In order to enable business users to see their content changes in real-time, via virtualization, the code + content must be managed together. Once this is setup, products like the TeamTurbo automatically package, deploy and sandbox the applications so one workarea changes don't affect other workareas and OpenDeploy can be used in conjunction with TeamTurbo to deploy the applications to your production servers. Since content does change 10-25X as fast as code, does it really make sense to only let people see their changes after the code and content have been taken out of their respective systems, moved to a preview server, see how things look, and then go back into the separate systems to make changes and do it all over again. For some customers, it takes a week for a graphic artist to see what their new image looks like in the context of the application because they separate their code and content and only enable simple preview, through manual processes on a separate preview server. Using technology already available to you--virtualization--provided OOTB for HTML/ASP and via TeamTurbo for JSP-J2EE users can collaboratively preview their content changes in real-time and in-context of the application logic.

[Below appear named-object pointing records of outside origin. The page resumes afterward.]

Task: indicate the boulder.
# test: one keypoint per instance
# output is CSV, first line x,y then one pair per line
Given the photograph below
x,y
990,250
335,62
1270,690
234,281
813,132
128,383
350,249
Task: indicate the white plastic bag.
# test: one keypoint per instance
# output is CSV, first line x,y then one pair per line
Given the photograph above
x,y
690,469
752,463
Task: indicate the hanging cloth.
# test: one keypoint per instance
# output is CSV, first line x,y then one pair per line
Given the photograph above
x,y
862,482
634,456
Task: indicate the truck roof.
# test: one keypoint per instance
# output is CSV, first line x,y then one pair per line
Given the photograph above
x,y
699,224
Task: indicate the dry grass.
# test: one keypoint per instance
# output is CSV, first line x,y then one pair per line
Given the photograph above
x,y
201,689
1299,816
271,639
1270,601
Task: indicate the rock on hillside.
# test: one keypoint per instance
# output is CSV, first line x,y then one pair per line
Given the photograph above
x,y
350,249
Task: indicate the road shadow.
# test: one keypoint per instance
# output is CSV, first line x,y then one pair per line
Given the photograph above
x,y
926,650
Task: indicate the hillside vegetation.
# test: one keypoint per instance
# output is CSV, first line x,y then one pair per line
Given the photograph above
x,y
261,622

Assuming you're promoting new versions of the logic periodically to INTEGRATION and content contributors are making changes until the application--CODE + CONTENT--is ready for QA you should have the latest of both being promoted to QA together. If once the app reaches QA you realize either the code or content needs to be updated again...you can promote another edition from INTEGRATION. If code changes are required those should be done in DEV and then promoted to INTEGRATION so you can control who has access and still logically separate code baselines (coming from DEV) and entire application baselines (coming from INTEGRATION) if you want.

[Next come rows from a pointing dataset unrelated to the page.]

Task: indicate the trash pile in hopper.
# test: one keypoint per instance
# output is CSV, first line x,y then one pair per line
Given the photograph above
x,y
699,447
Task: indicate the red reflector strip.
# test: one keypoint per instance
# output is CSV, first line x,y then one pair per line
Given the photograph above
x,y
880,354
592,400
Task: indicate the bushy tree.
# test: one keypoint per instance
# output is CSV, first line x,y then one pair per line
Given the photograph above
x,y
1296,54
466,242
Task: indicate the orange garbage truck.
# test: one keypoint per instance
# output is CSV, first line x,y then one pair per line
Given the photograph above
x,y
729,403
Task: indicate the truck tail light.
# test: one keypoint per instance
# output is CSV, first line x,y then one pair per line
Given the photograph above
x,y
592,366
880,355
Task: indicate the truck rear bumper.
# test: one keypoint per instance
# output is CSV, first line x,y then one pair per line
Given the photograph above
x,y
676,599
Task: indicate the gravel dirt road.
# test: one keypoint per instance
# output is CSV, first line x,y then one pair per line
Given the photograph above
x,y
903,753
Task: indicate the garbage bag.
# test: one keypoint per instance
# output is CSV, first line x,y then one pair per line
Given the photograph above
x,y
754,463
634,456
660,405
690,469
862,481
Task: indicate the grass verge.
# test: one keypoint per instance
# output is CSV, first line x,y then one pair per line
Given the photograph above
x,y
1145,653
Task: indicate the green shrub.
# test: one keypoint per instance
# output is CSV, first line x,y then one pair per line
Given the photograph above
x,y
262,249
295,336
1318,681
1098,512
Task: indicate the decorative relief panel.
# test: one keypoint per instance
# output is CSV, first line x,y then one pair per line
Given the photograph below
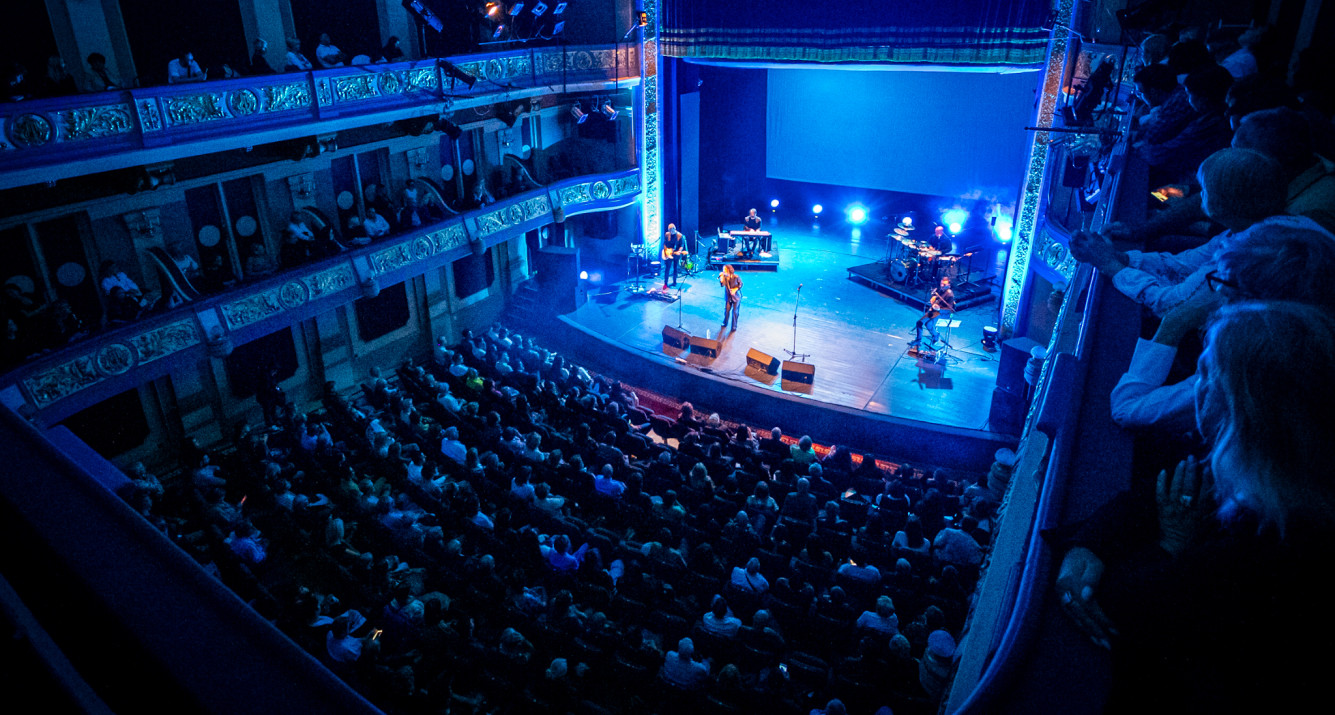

This is a complex issue, TeamCode will reduce some of this, but the bottom line is to best support all users working on your sites...the code and content need to be managed together. The J2EE specifications require this as well. TeamCode will let you continue to use your existing SCM system and just make it easier to manage the release of code+content or it can be used to manage both the code and content from the beginning without developers changing the way they work...this is what the IDE plugins help provide. TeamCode can coexist and or consolidate your systems and this can be configured on a project by project basis.
Migrateduser
Customers have done it manually and have automated it. Some have built buttons into the SCM tool to push a baseline into TS on demand, others have written their build scripts to put a copy of the executables into TS, and others have setup complex manual procedures on when and how code baselines should be brought into TS and dovetailed with the content. For the most part, customers have tended to use TS's publishing model to release the application, consisting of the code and content, as Editions vice moving content into and SCM system and releasing from there.
The white paper (technote 048788), around which TC is designed, describes our best practices for managing a release. In the INTEGRATION stage is where your business users work, in the DEV stage your developers.

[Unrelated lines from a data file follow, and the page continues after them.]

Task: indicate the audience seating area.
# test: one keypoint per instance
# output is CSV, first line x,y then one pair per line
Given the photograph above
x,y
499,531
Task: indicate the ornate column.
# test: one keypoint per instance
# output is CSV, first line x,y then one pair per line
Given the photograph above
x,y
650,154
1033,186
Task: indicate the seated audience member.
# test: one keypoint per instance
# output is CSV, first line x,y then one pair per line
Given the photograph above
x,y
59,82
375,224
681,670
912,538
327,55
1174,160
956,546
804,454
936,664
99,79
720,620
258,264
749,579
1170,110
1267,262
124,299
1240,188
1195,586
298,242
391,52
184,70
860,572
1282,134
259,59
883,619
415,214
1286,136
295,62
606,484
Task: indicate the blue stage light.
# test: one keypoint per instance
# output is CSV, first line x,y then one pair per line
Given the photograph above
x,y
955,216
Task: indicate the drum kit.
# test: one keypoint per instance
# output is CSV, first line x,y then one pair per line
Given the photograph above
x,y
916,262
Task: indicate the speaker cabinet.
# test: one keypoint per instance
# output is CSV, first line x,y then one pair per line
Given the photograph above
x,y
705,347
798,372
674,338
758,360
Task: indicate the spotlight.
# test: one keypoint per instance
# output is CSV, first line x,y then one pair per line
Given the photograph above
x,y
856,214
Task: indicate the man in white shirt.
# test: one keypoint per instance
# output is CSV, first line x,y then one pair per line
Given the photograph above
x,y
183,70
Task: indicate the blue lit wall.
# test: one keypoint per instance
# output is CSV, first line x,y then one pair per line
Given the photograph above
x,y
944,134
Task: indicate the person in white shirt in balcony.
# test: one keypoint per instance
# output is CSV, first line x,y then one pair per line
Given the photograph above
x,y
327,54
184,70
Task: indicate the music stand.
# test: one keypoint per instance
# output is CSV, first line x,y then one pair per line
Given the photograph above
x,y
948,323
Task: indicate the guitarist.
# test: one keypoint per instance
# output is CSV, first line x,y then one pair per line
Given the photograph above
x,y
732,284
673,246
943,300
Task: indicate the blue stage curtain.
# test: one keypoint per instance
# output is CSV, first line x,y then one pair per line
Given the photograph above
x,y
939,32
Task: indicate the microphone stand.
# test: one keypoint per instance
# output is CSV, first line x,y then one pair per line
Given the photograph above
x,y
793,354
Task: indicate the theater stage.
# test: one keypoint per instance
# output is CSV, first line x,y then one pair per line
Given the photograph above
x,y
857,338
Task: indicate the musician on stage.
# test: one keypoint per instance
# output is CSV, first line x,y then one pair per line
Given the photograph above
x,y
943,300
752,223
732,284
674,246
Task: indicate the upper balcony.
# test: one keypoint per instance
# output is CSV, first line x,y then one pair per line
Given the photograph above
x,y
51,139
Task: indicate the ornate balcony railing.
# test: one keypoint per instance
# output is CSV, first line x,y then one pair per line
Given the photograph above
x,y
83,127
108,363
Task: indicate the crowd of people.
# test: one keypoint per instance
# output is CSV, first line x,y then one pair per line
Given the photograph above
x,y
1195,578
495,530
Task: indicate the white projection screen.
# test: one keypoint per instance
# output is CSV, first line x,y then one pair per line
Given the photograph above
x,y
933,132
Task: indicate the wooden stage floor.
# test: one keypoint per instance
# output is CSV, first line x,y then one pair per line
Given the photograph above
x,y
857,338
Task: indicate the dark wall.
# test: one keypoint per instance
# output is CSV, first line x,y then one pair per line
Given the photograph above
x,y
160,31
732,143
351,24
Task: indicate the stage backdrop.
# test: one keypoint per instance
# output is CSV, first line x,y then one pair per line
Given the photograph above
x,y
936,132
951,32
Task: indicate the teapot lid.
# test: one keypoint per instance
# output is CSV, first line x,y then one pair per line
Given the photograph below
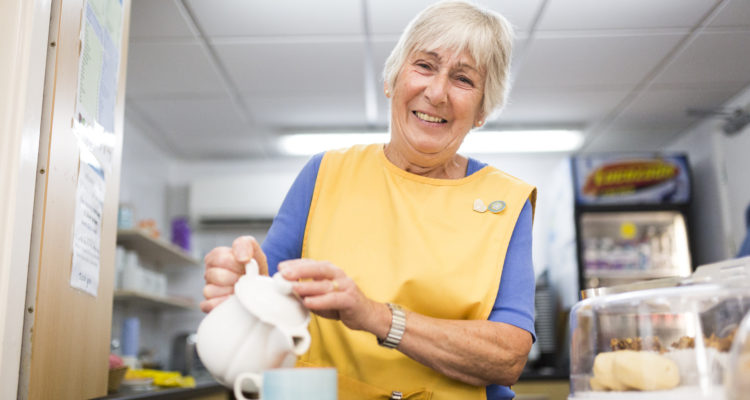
x,y
270,299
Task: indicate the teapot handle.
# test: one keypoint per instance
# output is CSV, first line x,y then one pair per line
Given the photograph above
x,y
257,379
283,286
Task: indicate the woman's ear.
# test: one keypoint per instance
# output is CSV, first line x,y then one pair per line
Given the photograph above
x,y
480,120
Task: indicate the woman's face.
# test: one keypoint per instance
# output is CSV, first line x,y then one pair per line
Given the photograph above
x,y
437,99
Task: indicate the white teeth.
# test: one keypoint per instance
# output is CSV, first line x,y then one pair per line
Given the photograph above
x,y
427,117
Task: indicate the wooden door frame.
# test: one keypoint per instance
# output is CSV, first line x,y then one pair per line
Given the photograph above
x,y
24,27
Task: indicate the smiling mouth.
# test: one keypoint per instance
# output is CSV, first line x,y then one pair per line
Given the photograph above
x,y
428,118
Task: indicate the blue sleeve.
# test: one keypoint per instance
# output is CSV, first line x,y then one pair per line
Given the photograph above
x,y
514,304
284,238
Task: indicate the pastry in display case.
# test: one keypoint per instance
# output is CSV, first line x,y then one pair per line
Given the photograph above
x,y
738,376
669,342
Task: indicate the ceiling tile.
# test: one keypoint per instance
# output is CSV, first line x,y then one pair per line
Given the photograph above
x,y
169,69
592,62
192,117
623,14
295,68
625,140
157,19
713,57
245,146
735,15
308,111
383,19
657,117
557,106
278,17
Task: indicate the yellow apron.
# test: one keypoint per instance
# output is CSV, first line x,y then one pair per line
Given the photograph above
x,y
410,240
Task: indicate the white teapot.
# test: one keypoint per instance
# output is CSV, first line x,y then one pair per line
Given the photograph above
x,y
260,327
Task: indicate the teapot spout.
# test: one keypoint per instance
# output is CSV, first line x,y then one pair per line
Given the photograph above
x,y
300,339
251,268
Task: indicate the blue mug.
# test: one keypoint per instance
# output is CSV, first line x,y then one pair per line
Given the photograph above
x,y
290,384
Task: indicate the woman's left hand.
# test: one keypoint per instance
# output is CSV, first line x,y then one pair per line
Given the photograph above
x,y
327,291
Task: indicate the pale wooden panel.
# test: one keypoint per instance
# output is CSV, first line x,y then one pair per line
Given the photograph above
x,y
71,329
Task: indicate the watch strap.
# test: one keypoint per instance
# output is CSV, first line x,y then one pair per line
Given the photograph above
x,y
398,327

If you want to continue using PVCS--that's fine and probably preferred so you don't upset you development team needlessly--just setup your processes (more political than technical) to bring the code--binaries or even source--into a TS DEV activity and then use workflows, support for all user types via templating, file-system interface, etc...e-mail notifications, external call-out capabilities and virtualization to manage the lifecyle of the release.